Dans cette lignée, les projets s’enchainent : aménagement des berges de la Liane en « pistes cyclables, piétonnes, circulations douces », construction d’un nouveau centre nautique (canoë-kayak) et enfin l’aménagement de la place de la République autour du Casino Partouche. On y prévoit une résidence hôtelière deux et trois étoiles ainsi qu’un hôtel quatre étoiles avec 1 000 m2 de bureaux et des activités en rez-de-chaussée. Le tout édifié en lieu et place d’un symbole de l’histoire boulonnaise : l’hôtel-restaurant Les Gens de Mer qui depuis 1946 accueille les marins de passage. Dernier espace convoité : le site de l’Éperon. À la place de l’ancienne gare maritime, il est question d’y installer aussi des hôtels, des logements, et une énorme tour en guise de doigt d’honneur aux derniers bateaux de pêche qui rentreront au port.
Avec tout cela, quelle est la prétention touristique de Boulogne ? Sûrement pas le tourisme de loisirs quand on sait que la plage a été allégrement polluée par les APO* [3]. Pour le Comité régional de tourisme, la nouvelle cible c’est le tourisme d’affaires lié à l’activité de Capécure* pour distraire et faire consommer entre les visites d’entreprises et les séminaires.
Green killing
En ces temps incertains, il y a encore une valeur bien cotée : le durable, avec l’installation au large de la Manche d’une Aire Marine Protégée (AMP). L’idée est née du Sommet pour l’environnement de Johannesburg (2002) et prévoit l’établissement d’AMP sur 20% des océans du monde. Le Parc naturel marin des estuaires picards et de la mer d’Opale vient d’être inauguré en décembre 2012 et il s’étend sur 118 km de côtes d’Ambleteuse au Tréport. Or cette zone coïncide avec les zones de la petite pêche.
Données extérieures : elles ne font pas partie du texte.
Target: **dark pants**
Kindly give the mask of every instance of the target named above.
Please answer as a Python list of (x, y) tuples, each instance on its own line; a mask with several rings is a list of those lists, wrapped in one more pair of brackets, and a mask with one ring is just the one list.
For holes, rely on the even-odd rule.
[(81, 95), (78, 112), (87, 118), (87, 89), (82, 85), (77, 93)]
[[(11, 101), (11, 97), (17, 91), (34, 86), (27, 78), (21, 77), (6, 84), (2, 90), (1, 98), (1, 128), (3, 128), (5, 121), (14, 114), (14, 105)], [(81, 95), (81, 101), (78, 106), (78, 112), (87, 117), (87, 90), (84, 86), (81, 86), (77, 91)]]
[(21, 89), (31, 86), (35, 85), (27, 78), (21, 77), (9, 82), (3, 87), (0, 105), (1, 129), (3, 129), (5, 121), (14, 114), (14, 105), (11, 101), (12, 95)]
« Ce qui est dangereux pour nous, explique Émilie, c’est cette zone sur toute la côte. C’est là où on pêche, donc qu’est-ce qu’on va faire ? » C’est la question que se pose aussi Thierry : « On ne sait pas nos droits, est-ce qu’on a droit de pêcher ? » L’inquiétude monte. Les Anglais ont déjà mis en place des AMP. Résultats : « On se retrouve en surexploitation sur une zone ». Ces espaces se retrouvent artificialisés à cause de l’idée même que se font certains d’une nature vierge, désincarnée et où finalement le contrôle humain est encore plus pesant. Émilie le rappelle : « On pratique la pêche la plus écologique car la plus artisanale. La mer, c’est notre métier depuis des générations et la ressource on en prend soin ».
Mais alors qui veut la mort de la petite pêche ? Personne si l’on écoute l’Office du tourisme : « La pêche hauturière représente un véritable atout touristique, on vient de loin pour acheter le poisson et retrouver l’ambiance du quai Gambetta avec les poissonnières et les bateaux qui débarquent le poisson ». Comprendre : folkloriser le quai Gambetta, pour la photo-souvenir... sans le sourire des poissonnières.